Versus The Competition
No other brand offers anything truly like the Lange Triple Split; however, someone interested in it would also appreciate the Patek Philippe Split Second 5370P Platinum Black Enamel Dial. This Patek will have similar features and aesthetics but is more refined in several ways. It is a platinum case with a beautiful black enamel dial and applied Breguet numerals. This piece is 41mm in size with a thickness of only 13.5mm, giving the Patek a more traditional dress watch fit and feel than the Lange. Another nice touch is the pusher for splitting the seconds is built into the crown, rather than the additional pusher at the 10 o’clock needed on the Lange to split the chronograph. When looking at the caseback, one will be similarly mesmerized by the complexity of this Patek caliber, even if it’s not the same depth as the Lange.

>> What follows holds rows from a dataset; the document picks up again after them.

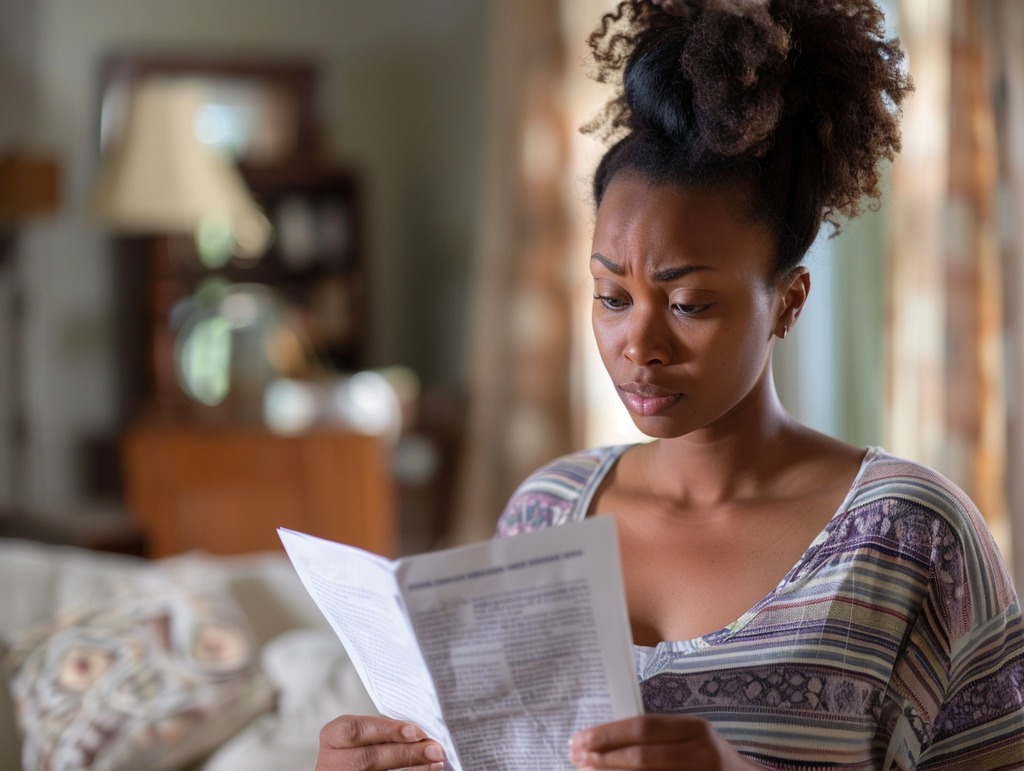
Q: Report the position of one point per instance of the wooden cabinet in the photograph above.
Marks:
(226, 490)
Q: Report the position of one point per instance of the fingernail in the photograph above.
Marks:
(434, 753)
(411, 732)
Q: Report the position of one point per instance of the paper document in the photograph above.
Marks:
(500, 650)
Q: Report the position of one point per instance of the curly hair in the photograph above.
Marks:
(798, 99)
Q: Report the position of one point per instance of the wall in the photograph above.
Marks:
(400, 96)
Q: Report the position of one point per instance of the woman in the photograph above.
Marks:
(796, 602)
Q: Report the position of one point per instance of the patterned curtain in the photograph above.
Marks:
(1007, 29)
(948, 259)
(519, 368)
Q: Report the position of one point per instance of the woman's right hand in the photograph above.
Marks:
(374, 743)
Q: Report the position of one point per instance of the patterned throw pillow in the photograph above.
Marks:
(155, 677)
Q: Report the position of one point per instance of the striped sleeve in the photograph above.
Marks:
(966, 652)
(550, 496)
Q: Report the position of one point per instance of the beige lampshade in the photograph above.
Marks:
(159, 177)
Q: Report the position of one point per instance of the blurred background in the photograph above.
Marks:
(323, 263)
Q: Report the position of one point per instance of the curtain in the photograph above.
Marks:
(519, 366)
(949, 258)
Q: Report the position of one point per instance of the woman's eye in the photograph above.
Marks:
(611, 303)
(688, 310)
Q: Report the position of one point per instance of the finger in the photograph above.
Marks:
(421, 756)
(352, 731)
(645, 729)
(686, 757)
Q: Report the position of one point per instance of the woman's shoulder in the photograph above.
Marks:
(926, 518)
(558, 491)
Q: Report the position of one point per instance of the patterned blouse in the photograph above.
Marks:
(896, 641)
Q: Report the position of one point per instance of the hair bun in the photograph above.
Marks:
(719, 70)
(740, 112)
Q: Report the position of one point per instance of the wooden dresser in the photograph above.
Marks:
(225, 490)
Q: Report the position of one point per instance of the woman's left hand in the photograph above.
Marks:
(666, 742)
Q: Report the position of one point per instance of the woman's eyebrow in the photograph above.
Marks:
(669, 274)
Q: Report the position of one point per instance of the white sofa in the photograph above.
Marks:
(298, 655)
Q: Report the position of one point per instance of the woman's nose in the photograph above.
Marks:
(648, 339)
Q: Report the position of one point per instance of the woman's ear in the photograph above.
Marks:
(796, 287)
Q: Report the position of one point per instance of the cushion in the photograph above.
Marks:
(315, 682)
(154, 677)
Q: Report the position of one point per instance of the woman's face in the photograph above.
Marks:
(684, 310)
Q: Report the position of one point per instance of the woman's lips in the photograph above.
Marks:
(646, 400)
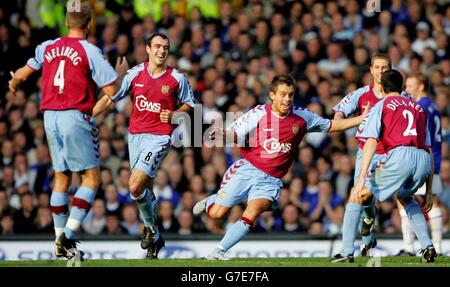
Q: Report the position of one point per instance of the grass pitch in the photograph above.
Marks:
(238, 262)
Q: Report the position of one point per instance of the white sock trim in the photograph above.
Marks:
(58, 231)
(73, 224)
(141, 196)
(408, 234)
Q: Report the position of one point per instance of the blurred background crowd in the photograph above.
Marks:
(229, 50)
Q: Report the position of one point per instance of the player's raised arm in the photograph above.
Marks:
(19, 77)
(185, 96)
(338, 125)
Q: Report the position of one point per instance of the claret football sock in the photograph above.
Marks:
(235, 233)
(350, 227)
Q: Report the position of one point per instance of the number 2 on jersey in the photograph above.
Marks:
(58, 80)
(410, 117)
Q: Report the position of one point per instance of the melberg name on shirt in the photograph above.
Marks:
(63, 52)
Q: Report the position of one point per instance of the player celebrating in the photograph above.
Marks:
(155, 89)
(401, 126)
(274, 132)
(416, 86)
(70, 69)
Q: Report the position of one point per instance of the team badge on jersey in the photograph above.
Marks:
(165, 89)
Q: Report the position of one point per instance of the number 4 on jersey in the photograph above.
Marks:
(58, 80)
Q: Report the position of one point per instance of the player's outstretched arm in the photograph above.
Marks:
(101, 105)
(339, 116)
(19, 77)
(110, 90)
(368, 151)
(339, 125)
(166, 115)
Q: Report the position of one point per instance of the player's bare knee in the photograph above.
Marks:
(216, 213)
(62, 181)
(367, 200)
(405, 200)
(90, 178)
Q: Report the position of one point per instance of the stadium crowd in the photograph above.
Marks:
(230, 51)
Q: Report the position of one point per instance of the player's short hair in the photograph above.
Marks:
(150, 38)
(421, 80)
(285, 79)
(382, 57)
(392, 81)
(78, 16)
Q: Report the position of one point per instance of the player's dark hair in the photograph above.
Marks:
(150, 38)
(285, 79)
(392, 81)
(421, 80)
(382, 57)
(79, 15)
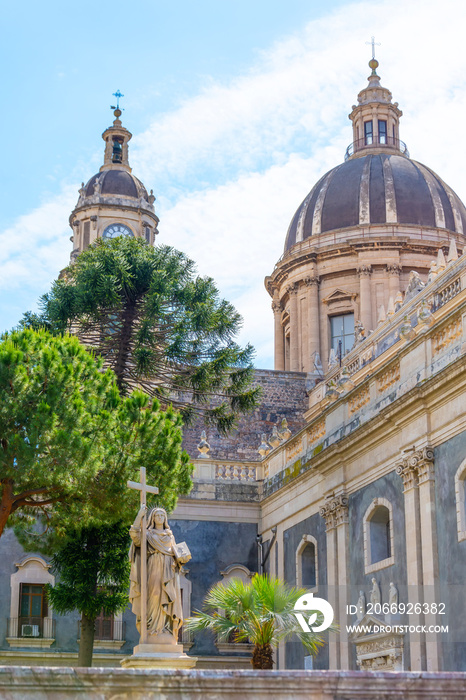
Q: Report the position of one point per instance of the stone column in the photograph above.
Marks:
(313, 321)
(279, 338)
(408, 473)
(365, 300)
(394, 271)
(417, 472)
(428, 529)
(335, 513)
(292, 290)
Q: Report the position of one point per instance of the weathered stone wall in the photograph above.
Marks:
(451, 553)
(389, 487)
(315, 526)
(25, 683)
(214, 546)
(283, 396)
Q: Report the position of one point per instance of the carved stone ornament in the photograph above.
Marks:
(364, 270)
(416, 468)
(394, 269)
(292, 288)
(335, 511)
(312, 280)
(375, 650)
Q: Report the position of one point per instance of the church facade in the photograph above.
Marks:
(349, 478)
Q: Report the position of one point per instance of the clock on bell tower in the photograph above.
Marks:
(113, 202)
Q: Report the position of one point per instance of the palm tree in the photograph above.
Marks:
(259, 612)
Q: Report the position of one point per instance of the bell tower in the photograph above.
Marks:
(113, 202)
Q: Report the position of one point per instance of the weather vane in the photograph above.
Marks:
(117, 94)
(373, 43)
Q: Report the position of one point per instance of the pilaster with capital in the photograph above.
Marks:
(279, 340)
(365, 297)
(417, 471)
(313, 321)
(292, 290)
(335, 512)
(394, 271)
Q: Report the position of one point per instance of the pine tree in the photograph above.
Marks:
(93, 570)
(157, 325)
(69, 442)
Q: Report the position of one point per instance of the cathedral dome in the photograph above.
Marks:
(117, 183)
(377, 188)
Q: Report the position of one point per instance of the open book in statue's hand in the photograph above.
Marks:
(181, 552)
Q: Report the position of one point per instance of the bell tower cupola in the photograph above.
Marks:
(376, 119)
(113, 202)
(116, 139)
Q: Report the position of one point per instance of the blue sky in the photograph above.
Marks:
(236, 109)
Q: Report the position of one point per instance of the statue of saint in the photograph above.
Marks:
(393, 595)
(361, 606)
(375, 593)
(164, 610)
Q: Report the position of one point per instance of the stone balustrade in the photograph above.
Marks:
(27, 683)
(224, 471)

A particular type of person wants to collect a piece like the A. Lange & Söhne Triple Split. This collector will have a great appreciation for the ability of a watchmaker. They will be enamored by the fact that a piece like the Triple Split can function with just pure mechanical prowess. This collector will not be able to help themselves from pulling off this timepiece to share with other enthusiasts the viewing pleasure of this movement or showcasing how the chronograph works. It will definitely be one of many pieces in the collection. The Triple Split is probably sitting alongside other Lange timepieces or that of Patek, and maybe the likes of F.P. Journe or Audemars Piguet. This collector probably has other complications, like perpetual calendars and even perhaps minute repeaters. No matter what, it is not the one and only piece in this collector’s array.
The A. Lange & Söhne Triple Split is a unique timepiece that shows the brand’s dedication to going beyond a standard chronograph function. It is a piece that will always have its place in watchmaking history. The Triple Split in rose gold will always be a pleasure to look at from the front or the back, and it will remain a mechanical marvel for any fortunate to see one in person.